I have always enjoyed having a clinical, patient facing job that requires being ‘hands on’. My previous role was headed in a managerial direction. When an advanced practice role in the community came up, it seemed like the perfect way to stay clinical and progress my career.
What appealed most about becoming an advanced practitioner was combining learning with my clinical experience. The ability to develop the competence to work autonomously and make independent decisions to improve patient care. Being able to use my clinical judgement and expertise to make care plans and implement them is incredibly rewarding. Particularly when you can see the positive impact it has on a patient’s experience and outcomes.
How does Advanced Practice benefit patient care?
Within the urgent care setting I use my skills to ensure patients receive care in a timely manner and to prevent acute hospital admissions. Being able to assess, treat and then diagnose patient conditions in the community means that patients do not have to wait in a hospital to receive care. It’s often not an environment patients want to be in unless they really need to. I work to avoid admissions by ordering tests, prescribe and administering medication, so that we can try to keep patients where they can receive care in an environment they are comfortable with.
There are times where a hospital admission is needed. When this happens I share that decision making with the patient. I involve them in the process, so they understand what their diagnosis means. This also helps them plan the next steps that are going to happen in the short term. Forming an individualised care plan and coordinating the delivery of that plan means that the patient is kept informed and therefore has a better overall experience.
Feedback from a colleague “Advanced Practice is a great support from a medical point of view. We can consult them if a GP is not available, widening the pool for high quality advice. Advanced practitioners are there to support the team and are a big help as they make the workload lighter”
How do you see your future as an Advanced Practitioner?
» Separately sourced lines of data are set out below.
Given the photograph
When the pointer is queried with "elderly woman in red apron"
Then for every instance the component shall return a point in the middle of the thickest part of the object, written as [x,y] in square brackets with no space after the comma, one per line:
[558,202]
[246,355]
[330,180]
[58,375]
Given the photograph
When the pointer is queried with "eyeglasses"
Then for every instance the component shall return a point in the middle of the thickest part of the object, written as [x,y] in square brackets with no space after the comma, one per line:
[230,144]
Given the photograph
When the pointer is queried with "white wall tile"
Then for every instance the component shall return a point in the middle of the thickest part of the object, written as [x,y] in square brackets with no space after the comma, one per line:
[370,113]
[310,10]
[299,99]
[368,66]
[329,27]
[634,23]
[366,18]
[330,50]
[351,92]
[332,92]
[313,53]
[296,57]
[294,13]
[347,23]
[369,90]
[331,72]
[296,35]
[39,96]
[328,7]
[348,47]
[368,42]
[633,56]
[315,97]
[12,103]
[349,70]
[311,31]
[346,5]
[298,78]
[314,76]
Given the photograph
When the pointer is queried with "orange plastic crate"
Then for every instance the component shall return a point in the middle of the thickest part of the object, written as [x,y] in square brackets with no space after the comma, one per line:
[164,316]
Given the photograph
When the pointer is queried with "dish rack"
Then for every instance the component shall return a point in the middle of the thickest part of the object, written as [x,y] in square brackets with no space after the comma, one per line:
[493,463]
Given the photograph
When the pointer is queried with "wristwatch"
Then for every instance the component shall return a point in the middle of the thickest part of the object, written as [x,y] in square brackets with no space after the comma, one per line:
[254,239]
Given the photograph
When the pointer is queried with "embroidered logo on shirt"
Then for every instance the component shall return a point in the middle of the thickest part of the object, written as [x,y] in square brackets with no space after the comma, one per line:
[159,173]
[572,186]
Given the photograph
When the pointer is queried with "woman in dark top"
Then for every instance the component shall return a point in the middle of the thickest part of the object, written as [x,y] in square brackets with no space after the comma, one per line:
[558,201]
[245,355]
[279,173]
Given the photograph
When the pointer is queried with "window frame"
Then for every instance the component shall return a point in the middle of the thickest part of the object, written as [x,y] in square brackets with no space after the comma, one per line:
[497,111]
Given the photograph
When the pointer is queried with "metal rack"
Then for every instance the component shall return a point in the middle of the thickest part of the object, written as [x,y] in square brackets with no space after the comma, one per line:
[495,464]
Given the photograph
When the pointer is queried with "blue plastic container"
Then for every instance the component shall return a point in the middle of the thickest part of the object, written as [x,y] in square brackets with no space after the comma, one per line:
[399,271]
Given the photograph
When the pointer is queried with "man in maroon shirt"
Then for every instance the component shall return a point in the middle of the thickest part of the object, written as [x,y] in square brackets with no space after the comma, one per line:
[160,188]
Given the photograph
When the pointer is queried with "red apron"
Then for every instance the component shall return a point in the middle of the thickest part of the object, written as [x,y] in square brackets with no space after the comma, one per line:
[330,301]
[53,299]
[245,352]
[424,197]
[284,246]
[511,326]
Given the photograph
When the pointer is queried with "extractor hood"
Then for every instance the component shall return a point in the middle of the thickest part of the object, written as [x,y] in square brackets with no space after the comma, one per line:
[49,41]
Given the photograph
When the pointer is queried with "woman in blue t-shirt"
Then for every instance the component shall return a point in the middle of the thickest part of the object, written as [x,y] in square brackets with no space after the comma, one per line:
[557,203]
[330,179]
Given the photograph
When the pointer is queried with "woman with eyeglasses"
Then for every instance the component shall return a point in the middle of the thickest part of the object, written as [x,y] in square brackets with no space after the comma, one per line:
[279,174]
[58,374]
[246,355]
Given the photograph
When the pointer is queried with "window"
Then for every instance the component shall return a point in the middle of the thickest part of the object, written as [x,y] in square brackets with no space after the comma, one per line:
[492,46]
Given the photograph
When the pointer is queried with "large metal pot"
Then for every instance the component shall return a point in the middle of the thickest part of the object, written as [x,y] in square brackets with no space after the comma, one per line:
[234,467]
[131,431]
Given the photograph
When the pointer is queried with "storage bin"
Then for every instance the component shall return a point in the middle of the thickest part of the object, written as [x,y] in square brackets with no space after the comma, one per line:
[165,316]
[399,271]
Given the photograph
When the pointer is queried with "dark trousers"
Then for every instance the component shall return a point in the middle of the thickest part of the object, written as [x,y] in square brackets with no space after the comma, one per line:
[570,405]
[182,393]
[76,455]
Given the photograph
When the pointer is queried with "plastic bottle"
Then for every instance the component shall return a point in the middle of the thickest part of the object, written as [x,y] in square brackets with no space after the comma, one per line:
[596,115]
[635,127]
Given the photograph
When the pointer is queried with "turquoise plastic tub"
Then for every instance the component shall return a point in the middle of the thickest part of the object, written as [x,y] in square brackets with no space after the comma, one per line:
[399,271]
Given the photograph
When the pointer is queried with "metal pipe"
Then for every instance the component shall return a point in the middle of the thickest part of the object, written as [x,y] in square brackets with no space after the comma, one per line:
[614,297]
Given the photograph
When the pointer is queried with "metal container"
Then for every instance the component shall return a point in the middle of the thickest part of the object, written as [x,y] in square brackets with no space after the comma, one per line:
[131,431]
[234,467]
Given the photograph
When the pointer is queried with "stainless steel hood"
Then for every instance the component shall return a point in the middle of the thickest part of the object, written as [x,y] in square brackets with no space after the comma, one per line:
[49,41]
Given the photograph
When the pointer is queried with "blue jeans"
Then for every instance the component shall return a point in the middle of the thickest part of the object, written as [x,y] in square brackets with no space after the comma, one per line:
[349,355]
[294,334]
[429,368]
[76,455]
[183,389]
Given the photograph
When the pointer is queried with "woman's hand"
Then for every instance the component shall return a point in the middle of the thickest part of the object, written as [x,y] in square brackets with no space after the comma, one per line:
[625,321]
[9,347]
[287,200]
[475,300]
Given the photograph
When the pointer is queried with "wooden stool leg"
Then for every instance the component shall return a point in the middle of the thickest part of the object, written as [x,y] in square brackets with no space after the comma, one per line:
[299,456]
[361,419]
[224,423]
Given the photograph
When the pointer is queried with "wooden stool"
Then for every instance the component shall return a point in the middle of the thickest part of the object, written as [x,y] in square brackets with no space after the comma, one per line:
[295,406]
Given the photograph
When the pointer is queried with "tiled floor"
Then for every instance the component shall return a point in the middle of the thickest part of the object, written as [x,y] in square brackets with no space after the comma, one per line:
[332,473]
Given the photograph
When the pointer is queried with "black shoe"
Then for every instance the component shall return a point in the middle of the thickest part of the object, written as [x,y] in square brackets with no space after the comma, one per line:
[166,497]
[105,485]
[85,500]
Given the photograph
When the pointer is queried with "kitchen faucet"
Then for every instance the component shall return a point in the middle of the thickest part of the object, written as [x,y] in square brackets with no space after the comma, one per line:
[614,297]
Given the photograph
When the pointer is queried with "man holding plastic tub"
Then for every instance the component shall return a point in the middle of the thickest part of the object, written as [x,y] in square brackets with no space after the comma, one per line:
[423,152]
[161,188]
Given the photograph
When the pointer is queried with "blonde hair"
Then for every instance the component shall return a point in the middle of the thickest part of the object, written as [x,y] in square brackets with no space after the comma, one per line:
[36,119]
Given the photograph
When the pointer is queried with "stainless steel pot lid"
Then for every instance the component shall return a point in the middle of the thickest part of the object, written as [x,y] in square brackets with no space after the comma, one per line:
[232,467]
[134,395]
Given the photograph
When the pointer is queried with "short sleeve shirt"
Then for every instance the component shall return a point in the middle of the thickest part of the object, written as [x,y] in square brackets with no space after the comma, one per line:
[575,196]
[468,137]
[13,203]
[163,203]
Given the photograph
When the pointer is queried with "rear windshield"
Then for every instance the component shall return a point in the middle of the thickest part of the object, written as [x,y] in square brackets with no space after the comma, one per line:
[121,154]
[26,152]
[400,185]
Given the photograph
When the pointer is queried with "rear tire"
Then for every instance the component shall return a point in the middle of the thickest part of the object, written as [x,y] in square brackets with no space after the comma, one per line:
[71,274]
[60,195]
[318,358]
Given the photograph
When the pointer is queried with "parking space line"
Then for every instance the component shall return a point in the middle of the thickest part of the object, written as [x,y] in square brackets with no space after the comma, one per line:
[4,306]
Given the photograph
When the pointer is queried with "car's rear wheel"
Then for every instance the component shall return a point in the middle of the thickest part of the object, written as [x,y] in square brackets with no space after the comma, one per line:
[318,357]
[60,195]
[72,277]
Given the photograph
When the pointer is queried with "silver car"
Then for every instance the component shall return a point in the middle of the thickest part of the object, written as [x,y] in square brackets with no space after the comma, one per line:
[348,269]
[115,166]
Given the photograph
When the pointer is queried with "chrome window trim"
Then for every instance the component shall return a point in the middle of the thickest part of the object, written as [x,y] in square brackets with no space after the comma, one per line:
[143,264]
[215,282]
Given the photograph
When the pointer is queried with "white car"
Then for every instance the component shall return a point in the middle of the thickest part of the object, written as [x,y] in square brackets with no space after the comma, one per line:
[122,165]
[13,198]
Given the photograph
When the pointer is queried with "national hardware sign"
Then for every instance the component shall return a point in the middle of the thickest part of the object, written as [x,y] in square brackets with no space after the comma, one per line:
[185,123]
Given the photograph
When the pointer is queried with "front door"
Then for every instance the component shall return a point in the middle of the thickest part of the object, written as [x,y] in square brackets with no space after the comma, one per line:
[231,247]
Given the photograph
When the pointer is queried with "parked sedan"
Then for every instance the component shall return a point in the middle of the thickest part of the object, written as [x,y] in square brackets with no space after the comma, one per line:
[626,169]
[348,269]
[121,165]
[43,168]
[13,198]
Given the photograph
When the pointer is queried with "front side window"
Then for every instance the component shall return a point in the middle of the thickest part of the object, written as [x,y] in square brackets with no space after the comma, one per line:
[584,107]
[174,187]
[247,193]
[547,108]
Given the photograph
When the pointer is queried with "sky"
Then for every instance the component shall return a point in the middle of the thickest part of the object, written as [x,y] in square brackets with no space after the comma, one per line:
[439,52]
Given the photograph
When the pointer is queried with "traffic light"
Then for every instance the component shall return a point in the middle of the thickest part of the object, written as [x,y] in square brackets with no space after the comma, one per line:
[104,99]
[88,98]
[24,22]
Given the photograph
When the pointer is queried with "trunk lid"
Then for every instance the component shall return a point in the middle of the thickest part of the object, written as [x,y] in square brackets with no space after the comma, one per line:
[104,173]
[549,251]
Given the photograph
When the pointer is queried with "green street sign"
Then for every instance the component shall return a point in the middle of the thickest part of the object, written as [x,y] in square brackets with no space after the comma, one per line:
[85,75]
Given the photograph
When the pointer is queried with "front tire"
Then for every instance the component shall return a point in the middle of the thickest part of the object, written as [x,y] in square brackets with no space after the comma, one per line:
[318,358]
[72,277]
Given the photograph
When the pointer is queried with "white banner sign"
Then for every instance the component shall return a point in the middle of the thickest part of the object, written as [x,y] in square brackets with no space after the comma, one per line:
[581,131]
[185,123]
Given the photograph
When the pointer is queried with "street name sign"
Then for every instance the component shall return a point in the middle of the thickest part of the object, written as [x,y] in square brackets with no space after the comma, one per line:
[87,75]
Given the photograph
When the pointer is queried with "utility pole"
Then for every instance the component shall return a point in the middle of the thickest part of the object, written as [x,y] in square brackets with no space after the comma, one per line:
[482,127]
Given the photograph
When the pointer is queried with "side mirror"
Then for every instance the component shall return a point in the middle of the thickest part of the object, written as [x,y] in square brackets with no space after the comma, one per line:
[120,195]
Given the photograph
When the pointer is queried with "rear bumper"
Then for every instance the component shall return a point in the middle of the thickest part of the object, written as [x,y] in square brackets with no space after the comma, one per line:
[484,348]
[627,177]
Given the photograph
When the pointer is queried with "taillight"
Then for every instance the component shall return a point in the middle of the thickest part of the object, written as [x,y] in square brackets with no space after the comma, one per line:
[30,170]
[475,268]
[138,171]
Currently I am doing the research module of my AP MSc and hope to finish this within the next 2 years. I have really enjoyed working towards my masters and having protected time to study has been invaluable to my development.
After this, I can foresee that the transition to becoming a qualified Advanced Practitioner will be challenging and the learning curve is steep but worth it in the end for the reasons I have outlined above. I aim to use the non-clinical pillars of advanced practice to try and change the way work is done in my department through quality improvement projects and implementing and positive changes using my leadership skills.
I enjoy the variety of working across four pillars and addressing different aspects of care; it keeps things fresh and dynamic, which is what motivates me.